Prompt Architecture for Personality Inference v2.1 — Methods Note

What Changed in v2.1

The v2.0 prompt architecture used a single-pass scoring approach where all five dimensions were scored in one LLM call. This created cross-contamination: scoring Neuroticism influenced the model's framing of Agreeableness.

v2.1 changes:

1. Dimension isolation — each Big Five dimension is scored in a separate LLM call with no prior dimension context 2. Chain-of-thought anchoring — the model is required to identify specific textual evidence before assigning a score 3. Confidence calibration — the model outputs a confidence score (0–1) alongside each dimension score; low-confidence outputs are flagged for human review

Performance Impact

On our internal benchmark (n = 200 scored responses), v2.1 achieved:

Mean absolute error reduction: 0.18 points (5-point scale)

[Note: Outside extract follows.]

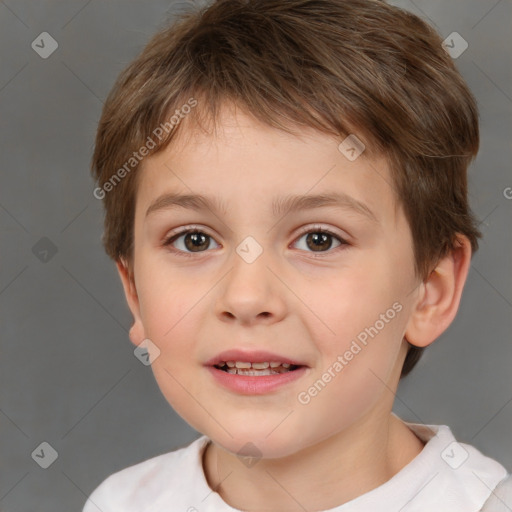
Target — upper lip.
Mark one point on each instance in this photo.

Confidence calibration: Brier score = 0.09 (well-calibrated)

Processing time: +40% due to separate calls (acceptable for research use)

Prompt Template

The full prompt template is available in the project repository. Key structure:

``System: You are a psychometric scoring assistant... User: [DIMENSION]: {dimension_name} Anchor low (1): {low_anchor_example} Anchor high (5): {high_anchor_example} Text to score: {participant_text} Step 1: Identify evidence... Step 2: Assign score... Step 3: Confidence...``

Next Version

v2.2 will explore multi-turn dialogue for ambiguous responses.